Do you remember learning English? Probably not.
They won’t remember learning their next language either…
…after all, young children don’t even know it’s supposed to be hard. They are inherently curious, and their brains are wired to naturally absorb information.
In addition to the general benefits of learning a second language, experts agree that the earlier you can expose your child to a second language the bigger those benefits will be. Cognitive advantages, ease of learning, self esteem, and pronunciation are all areas where young children can take advantage of their ‘learning window.’ Children begin to lose their ability to learn a second language around the age of ten. (1)
Experts say that children who learn a language before their teenage years are more likely than older learners to achieve native-like pronunciation. Younger kids have an innate ability to acquire the rules of any language – an ability that disappears by adulthood.
“Puberty may be the time of many new beginnings – independence, physical changes, social experimentation – but it also marks the end of a child’s window of opportunity for easily acquiring additional languages.” (2)

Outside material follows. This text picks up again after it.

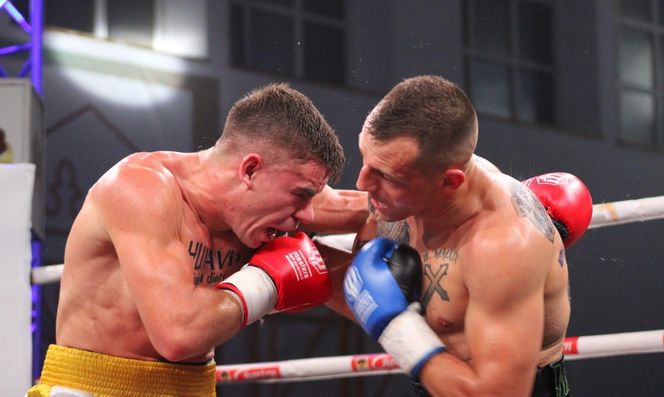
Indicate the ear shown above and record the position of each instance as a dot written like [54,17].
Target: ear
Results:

“…the power to learn language is so great in the young child that it doesn’t seem to matter how many languages you seem to throw their way… They can learn as many spoken languages as you can allow them to hear systematically and regularly at the same time. Children just have this capacity. Their brain is just ripe to do this.” (3)
According to Middlebury Interactive Languages (TM), kids who knew two languages scored an averaged of 23-34 points higher on both math and language arts standardized tests than kids who spoke only one language.